憑き夜の悪夢 ~奪い合うナナミの体~

「あいつの親父はな。
…………静海さんを犯したんだよ。

つまり七海は、見ず知らずの犯罪者との間に生まれたガキだってこと」


「っ……!!」


村上さんの言葉にあたしは目を見開いた。


頭が真っ白になって、体の震えが止まらなかった。


嘘だ……あたしのお父さんが、お母さんを……?


「えっ、それヤバすぎないっすか!? 七海ちゃん、何にも知らないんすよね?」


「多分な。

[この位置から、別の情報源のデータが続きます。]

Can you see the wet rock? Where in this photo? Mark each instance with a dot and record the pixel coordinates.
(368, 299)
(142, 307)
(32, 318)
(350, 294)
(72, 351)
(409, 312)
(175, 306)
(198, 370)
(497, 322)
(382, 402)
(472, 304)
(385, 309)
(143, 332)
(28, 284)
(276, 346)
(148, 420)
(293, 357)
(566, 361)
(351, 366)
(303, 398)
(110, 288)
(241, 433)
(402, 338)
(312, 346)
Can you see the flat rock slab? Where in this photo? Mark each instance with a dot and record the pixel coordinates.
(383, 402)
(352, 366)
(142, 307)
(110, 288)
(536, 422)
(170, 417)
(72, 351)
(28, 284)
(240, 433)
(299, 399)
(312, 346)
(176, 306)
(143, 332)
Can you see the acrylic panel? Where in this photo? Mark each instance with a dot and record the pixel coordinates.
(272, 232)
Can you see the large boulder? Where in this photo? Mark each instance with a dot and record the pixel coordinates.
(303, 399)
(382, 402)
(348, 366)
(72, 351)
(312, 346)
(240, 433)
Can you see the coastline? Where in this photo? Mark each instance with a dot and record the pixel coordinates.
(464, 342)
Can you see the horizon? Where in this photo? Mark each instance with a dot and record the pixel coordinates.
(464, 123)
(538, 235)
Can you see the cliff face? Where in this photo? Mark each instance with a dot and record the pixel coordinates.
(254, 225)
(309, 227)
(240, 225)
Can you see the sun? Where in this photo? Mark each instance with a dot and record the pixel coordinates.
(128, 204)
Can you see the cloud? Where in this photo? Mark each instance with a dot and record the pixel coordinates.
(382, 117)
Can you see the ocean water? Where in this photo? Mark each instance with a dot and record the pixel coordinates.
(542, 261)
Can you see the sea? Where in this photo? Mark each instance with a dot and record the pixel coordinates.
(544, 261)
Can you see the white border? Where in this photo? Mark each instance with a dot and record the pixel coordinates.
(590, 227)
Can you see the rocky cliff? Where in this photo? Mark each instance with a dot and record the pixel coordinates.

まぁ、薄々自分が静海さんに愛されてないのは気づいてんじゃね?」


「そうすよね。自分と無理矢理ヤッた奴との子なんて……でも、なんで産んだんすかね? 静海さん」


「さぁ? よくは知らねぇけど、罪悪感と……あとは対面を気にしたんだろ?

ガキをおろしたなんてバレたら、それこそ非難の的だろうからな」


「まぁ、でも七海ちゃん、ティーンモデルとしては活躍してる方っすよね。ほら、多少の恩恵というか? 一応、少しは役にたったんじゃないんすか?」


「ふっ、それも今では欠陥品になったけれどな。あんな傷のついた顔、静海さんもさぞ失望しただろうぜ」


村上さんはそう言って笑った。


「ははっ、そうっすね。そんな欠陥品のために心配する振りしなきゃいけないなんて。つくづく静海さんは名女優っすよ」


二人の笑い声が病院の廊下に響く。


「…………」


肩を震わせ、あたしはぎゅっと唇を噛みしめた。それでも堪えきれなくなった涙が頬を伝い、一筋、流れ落ちた。